Kumbhkaran terbangun. Surpanakha terlihat. Dia bilang saudaraku sayang membutuhkanku, aku hadir, katakan padaku. Dia kaget melihat hidungnya dipotong. Dia bertanya apa yang terjadi, bagaimana menyakiti hatimu, katakan padaku. Dia mengatakan bahwa satu keluarga dan saudara laki-laki saya berbeda, Anda khawatir dengan air mata saya dan Raavan tidak peduli untuk menyakiti saya dengan perbuatannya. Dia bertanya apa masalahnya, katakan padaku, aku akan membantumu dalam segala hal. Dia bercerita tentang Sanyasis Panchwati yang memotong hidungnya dan menghinanya. Dia asap. Dia mengatakan Sinaasi istri Shinta diculik oleh Raavan, dia membawanya ke Lanka untuk membalas dendam, tapi sekarang dia melindungi Shinta dan menghina saya, dia memperlakukan Shinta seolah dia adalah ratu. Dia bertanya bagaimana dengan Mandodari. Dia bilang kita semua adalah boneka untuk Raavan, dia bisa membuat orang tinggi dan siapapun jatuh, anak buahku tidak mampu melakukan apapun, hanya kamu yang bisa menyelamatkan kita dari masalah ini. Dia bilang Anda melakukannya dengan benar dengan membangunkan saya, Shinta akan mati oleh tangan saya, hari ini sendiri.

Shinta masih berada di dalam Ashok Vatika, dikelilingi oleh labirin. Dia bangun. Dia memegang cuti dan mengingat Rama. Dia menulis Siya Rama di daunnya. Angin mulai bertiup. Dia mendongak dan terkejut melihat Kumbhkaran raksasa itu. Dia bangun. Dia bilang begitu karena Anda, keluarga saya mengalami masalah, kakak saya merasa tersinggung, saudara laki-laki saya membawa Anda ke sini, dia mengejarmu sekarang, tahukah Anda bahwa dia sudah menikah, bagaimana Anda mengendalikan suami wanita, saya akan mengakhiri semua masalah hari ini, aku akan mengakhirimu Devi Parvati marah.

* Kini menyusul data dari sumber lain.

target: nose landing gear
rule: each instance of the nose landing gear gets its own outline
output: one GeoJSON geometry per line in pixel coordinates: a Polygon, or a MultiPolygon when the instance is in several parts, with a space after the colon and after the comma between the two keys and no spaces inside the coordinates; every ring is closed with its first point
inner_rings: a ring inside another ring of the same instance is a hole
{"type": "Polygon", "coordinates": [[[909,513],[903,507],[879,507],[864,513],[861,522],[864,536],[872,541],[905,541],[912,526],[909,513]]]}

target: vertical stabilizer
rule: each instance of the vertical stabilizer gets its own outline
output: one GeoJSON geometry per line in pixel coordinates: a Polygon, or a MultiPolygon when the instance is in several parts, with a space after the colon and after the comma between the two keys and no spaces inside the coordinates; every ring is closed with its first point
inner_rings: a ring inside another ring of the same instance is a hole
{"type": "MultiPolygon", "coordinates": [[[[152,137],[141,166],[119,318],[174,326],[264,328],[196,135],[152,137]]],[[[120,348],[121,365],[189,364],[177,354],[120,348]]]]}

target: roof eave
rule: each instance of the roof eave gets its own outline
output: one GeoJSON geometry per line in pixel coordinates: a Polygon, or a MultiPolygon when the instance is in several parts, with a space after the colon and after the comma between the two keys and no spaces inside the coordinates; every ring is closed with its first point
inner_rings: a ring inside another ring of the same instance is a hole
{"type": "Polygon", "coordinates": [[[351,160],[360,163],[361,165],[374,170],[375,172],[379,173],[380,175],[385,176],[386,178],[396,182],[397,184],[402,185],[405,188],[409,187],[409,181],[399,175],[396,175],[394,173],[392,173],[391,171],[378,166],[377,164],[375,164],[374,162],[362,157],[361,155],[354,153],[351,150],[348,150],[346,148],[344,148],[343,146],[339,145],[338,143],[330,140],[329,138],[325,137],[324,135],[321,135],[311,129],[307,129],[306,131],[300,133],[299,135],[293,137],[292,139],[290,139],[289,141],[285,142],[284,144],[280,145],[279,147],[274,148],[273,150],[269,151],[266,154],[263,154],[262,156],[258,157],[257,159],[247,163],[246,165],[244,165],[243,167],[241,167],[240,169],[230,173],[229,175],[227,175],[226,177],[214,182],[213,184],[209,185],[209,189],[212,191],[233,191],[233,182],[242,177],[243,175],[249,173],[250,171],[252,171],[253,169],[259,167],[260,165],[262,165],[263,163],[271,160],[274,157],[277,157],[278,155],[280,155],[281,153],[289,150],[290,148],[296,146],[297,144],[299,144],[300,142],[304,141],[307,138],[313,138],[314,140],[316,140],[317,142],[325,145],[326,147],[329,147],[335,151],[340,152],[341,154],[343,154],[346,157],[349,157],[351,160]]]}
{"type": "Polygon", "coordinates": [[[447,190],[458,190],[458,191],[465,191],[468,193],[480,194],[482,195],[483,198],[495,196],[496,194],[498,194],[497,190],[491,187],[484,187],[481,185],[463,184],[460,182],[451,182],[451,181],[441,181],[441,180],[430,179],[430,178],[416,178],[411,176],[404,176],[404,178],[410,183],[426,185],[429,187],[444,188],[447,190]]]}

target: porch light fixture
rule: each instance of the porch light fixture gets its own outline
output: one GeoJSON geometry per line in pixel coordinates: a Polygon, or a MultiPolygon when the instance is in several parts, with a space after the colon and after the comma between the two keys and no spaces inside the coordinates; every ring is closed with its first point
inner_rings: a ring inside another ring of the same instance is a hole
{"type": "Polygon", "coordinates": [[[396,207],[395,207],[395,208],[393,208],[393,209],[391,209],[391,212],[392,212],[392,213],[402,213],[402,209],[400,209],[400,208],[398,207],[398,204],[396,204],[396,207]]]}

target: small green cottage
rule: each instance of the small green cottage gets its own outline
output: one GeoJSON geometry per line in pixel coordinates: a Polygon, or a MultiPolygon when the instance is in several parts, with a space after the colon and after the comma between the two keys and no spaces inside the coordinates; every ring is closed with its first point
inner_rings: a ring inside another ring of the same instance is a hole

Kumbhkaran mengangkat kakinya untuk menginjak Shinta. Devi Parvati membawa Trishul dan meminta Mahadev untuk tidak menghentikannya. Mahadev mengatakan yakin, tapi lihat ke sana sekali. Shinta menutup mata dan mengambil nama Rama. Shinta berubah terang. Angin bertiup. Kumbhkaran melihat avatar Devi Laxmi dan menyambutnya. Dia menangis dan berkata Devi. Shinta bingung dan melihatnya. Raavan datang dan berteriak Kumbhkaran. Kumbhkaran mengatakan membebaskannya, dia adalah Devi, jangan menghina dia. Dia jatuh dan semuanya bergetar. Raavan menatap Shinta.